Oleh: Izzatil Khasanah
(Pemerhati Keluarga dan Generasi)
Berbagai
persoalan terus saja menimpa negeri ini. Tidak terkecuali di setiap daerahnya.
Seperti halnya yang di sampaikan oleh dinas Sosial dan Dinas Pemberdayaan
Perempuan dan Perlindungan Anak (DPPPA) Kalimantan Selatan yang menyambut
kepulangan 5 remaja korban Eksploitasi anak di Kantor Dinas Sosial Kalsel.

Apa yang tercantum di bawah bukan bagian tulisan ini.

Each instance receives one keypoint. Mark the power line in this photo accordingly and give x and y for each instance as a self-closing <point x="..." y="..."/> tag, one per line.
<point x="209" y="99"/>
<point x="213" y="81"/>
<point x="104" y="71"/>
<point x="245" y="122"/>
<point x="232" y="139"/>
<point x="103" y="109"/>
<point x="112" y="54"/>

Serah terima dilakukan bersama Dinas Sosial Paser, Kalimantan Timur. Jumat
(26/9/2020)
Lima remaja asal Kalsel ini
diketahui dijadikan korban eksplotasi seksual dengan pola prostitusi daring.
Mereka berinisial ND (13 tahun) dari Kab.Banjar, IS (16 tahun) warga Tanah Laut
, DR (16 tahun) dari HSU, NJ (17 tahun) dari Banjarmasin serta MAR (19 tahun)
dari Banjarmasin. (dpppa.kalselprov.go.id)
Memang tidak dipungkiri masih
banyak kasus-kasus pelecehan seksual yang kerap menimpa perempuan dan anak
Indonesia. Bahkan, catatan tahunan Komisi Nasional Antikekerasan terhadap
Perempuan (Catahu Komnas Perempuan) 2020 yang diluncurkan, Jumat (6/3/2020) di
Jakarta, mencatat kekerasan terhadap perempuan sepanjang tahun 2019
mencapai 431.471 kasus.
Angka ini jauh melonjak
dibandingkan Catahu Komnas Perempuan 2008 yang jumlahnya mencapai 54.425 kasus.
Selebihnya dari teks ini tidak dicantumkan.